This might not be an apples-to-apples comparison. NumPy uses BLAS for matrix multiplication, which benefits from tiling to make better use of CPU caches.

USearch, on the other hand, computes L2 distance directly (not the dot product) and supports a variety of metrics. It doesn't use tiling, so it's expected to be slower than BLAS GEMM routines for single or double-precision vectors.

Things might get more interesting with half-precision, brain-float16, or integer representations, where the trade-offs are less straightforward. Let me know if you decide to try it with those — I'd love to hear how it performs.

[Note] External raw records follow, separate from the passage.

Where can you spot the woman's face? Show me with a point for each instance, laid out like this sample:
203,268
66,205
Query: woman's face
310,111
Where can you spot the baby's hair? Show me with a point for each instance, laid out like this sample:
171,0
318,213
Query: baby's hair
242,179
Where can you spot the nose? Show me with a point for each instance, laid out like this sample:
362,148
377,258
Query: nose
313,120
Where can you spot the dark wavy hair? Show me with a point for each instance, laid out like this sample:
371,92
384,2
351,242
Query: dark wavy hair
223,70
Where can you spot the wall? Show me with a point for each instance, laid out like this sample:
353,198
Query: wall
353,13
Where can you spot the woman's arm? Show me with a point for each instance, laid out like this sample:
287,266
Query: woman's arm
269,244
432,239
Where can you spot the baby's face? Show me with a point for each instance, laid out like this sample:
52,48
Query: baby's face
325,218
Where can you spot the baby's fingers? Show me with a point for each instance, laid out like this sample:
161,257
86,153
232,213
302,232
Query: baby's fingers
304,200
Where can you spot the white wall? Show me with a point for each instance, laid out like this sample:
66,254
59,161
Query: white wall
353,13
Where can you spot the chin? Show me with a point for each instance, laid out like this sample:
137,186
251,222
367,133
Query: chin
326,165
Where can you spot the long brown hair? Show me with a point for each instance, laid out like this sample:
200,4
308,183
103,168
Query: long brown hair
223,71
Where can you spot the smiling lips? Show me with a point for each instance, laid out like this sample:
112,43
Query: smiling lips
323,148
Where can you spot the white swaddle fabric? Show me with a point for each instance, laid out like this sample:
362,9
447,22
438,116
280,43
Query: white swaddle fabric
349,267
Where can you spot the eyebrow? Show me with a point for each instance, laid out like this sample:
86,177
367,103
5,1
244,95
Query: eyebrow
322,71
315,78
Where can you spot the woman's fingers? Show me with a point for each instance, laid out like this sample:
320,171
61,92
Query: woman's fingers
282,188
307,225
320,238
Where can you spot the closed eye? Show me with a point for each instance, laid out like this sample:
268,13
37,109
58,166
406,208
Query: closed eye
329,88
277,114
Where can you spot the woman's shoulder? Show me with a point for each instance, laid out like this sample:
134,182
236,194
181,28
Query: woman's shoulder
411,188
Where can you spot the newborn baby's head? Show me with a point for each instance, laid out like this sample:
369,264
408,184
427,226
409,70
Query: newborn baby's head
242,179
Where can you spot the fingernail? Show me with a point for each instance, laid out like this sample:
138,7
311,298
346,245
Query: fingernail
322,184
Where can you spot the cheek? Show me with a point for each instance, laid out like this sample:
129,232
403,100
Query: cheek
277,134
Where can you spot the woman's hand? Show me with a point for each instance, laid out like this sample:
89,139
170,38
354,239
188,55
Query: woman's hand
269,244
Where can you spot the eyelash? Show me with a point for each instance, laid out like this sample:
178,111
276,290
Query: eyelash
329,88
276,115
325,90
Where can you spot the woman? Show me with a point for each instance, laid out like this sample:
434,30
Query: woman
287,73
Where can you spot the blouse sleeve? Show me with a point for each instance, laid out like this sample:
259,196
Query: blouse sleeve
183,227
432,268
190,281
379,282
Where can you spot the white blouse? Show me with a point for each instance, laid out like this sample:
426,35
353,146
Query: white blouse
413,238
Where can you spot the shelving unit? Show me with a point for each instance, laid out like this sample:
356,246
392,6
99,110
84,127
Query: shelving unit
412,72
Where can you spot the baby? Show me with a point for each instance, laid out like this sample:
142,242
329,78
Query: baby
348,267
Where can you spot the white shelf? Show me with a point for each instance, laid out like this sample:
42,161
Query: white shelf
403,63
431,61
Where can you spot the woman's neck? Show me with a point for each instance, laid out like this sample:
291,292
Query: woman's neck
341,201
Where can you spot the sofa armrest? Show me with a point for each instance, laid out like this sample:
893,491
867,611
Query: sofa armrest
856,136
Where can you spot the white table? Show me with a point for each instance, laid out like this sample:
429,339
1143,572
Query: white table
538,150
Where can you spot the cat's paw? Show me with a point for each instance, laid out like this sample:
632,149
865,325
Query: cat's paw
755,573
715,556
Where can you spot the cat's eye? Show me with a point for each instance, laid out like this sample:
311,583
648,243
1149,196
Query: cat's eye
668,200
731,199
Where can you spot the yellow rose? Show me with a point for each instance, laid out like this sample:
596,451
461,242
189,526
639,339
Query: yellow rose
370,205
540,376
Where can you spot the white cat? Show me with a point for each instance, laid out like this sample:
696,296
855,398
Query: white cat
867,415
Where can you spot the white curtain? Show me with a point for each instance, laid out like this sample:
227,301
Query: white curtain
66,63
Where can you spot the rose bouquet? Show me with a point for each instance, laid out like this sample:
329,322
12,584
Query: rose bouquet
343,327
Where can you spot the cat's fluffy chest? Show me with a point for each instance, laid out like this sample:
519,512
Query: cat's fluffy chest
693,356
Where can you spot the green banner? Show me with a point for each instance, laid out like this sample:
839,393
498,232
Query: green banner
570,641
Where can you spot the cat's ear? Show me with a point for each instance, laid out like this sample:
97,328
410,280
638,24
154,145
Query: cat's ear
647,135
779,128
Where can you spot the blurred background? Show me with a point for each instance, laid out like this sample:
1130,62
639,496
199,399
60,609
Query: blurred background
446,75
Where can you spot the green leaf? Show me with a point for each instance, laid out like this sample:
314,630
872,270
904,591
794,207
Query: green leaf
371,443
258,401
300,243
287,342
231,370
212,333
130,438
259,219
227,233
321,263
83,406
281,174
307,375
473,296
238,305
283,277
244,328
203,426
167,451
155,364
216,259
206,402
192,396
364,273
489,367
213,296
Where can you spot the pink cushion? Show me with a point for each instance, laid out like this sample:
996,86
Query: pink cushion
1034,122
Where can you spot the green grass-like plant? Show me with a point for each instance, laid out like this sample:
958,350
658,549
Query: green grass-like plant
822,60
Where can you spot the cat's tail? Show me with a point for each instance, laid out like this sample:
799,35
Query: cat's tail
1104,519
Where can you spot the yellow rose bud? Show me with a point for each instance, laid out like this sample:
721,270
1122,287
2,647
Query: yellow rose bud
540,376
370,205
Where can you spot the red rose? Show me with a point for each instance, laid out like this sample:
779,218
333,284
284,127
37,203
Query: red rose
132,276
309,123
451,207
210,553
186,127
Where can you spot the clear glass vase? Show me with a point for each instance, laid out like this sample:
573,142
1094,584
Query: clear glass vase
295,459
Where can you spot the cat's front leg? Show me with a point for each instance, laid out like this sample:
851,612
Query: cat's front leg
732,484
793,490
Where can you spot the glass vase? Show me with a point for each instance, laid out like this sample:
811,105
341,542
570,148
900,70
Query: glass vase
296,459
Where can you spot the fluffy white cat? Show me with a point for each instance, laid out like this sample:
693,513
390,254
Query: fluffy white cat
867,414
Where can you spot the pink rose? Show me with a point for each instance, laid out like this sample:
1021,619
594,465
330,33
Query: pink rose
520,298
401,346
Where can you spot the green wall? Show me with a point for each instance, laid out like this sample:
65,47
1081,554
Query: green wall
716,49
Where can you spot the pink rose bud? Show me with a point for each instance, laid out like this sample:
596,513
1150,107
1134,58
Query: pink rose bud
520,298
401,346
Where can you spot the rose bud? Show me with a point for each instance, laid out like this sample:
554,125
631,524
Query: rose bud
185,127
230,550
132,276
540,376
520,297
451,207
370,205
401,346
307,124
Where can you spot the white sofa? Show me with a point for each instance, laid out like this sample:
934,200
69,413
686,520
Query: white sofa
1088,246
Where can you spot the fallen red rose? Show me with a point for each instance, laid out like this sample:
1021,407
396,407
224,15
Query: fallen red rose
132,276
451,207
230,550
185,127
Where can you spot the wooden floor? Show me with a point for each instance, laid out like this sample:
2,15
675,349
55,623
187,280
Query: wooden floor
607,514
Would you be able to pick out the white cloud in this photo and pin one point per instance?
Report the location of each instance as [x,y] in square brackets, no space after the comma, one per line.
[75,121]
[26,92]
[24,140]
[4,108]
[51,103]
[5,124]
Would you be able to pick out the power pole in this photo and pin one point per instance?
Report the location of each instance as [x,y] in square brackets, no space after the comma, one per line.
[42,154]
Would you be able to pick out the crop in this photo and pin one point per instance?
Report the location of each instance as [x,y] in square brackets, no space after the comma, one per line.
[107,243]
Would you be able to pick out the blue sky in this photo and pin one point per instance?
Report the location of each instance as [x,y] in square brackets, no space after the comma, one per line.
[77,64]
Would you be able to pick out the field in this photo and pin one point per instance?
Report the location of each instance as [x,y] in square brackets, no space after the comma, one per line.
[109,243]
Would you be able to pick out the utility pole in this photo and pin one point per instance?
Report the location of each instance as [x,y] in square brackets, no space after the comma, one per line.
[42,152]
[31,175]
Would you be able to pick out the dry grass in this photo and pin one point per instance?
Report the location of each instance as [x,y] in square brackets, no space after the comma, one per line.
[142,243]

PS: You may find related benchmarks here: https://github.com/ashvardanian/SimSIMD

vegabook 6 hours ago | root | parent |

It turns out, my bad and I apologise, that although 10e6 x 1e3 FP32 fits well within 96GB of RAM, during the np.random.rand initialization phase intermediate allocations mean we go to about 32GB of swap files. These only get cleared if more ram is demanded and that happens on the first bench run. So whichever gets run first, np or usearch, gets penalised bigtime. So now I have re-run with sizes that never reach swap threshold, and the results are MUCH more impressive for usearch. Basically usearch is twice as fast. 7e6x1e3 scan for 1e3 top 50 is 1.32 seconds for numpy and 0.633 seconds for usearch. Swapped the order of benchmarks as well to rerun, and results check out. Nice work. usearch is now in my toolkit and I apologise again for the misleading comment.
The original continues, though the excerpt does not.